Hannah Margaret Edith Fitchett (married name Elmore, 16 June 1875 – 6 October 1958), sometimes called Daisy Fitchett, was a New Zealand artist.

==Biography==
Fitchett was born at the parsonage in the Christchurch suburb of St Albans, the daughter of Alfred Fitchett, later Dean of Dunedin, and Theresa Margaret Fitchett. She studied at Dunedin Art School (now Otago Polytechnic), then traveled to Europe to study in Dresden under portrait painter Franz Kops. Fitchett also studied in Paris at the Académie Julian, Rue de Berri, where her professors included William-Adolphe Bouguereau and Gabriel Ferrier. Following her time at the Académie Julian, Fitchett studied under the tuition of impressionist Louis Deschamps

When Fitchett returned to Dunedin, she took pupils for a time before returning to Europe to study at the Royal Danish Academy of Fine Arts, under genre painter Viggo Johannsen and miniaturist Laura Sarauw.
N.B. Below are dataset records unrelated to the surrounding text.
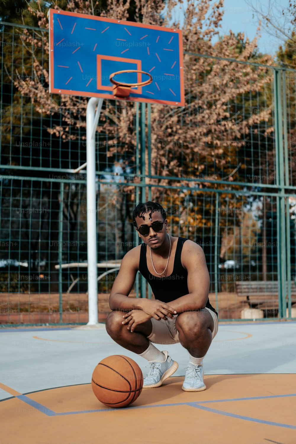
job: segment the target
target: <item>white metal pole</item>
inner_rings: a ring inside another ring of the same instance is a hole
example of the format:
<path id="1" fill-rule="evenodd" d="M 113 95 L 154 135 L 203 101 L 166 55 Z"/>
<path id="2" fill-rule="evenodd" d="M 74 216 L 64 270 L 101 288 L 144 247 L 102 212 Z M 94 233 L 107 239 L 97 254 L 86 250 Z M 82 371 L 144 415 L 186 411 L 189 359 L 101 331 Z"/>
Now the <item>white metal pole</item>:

Fitchett exhibited at the Otago Society of Arts between 1896 and 1908, and her work is represented in the collection of the Dunedin Public Art Gallery.

Fitchett married metallurgical engineer Frank Elmore at St Mary Abbots in Kensington, London, on 12 December 1908, and lived in England until her death in Cuckfield, Sussex, on 6 October 1958. She had been predeceased by her husband in 1932.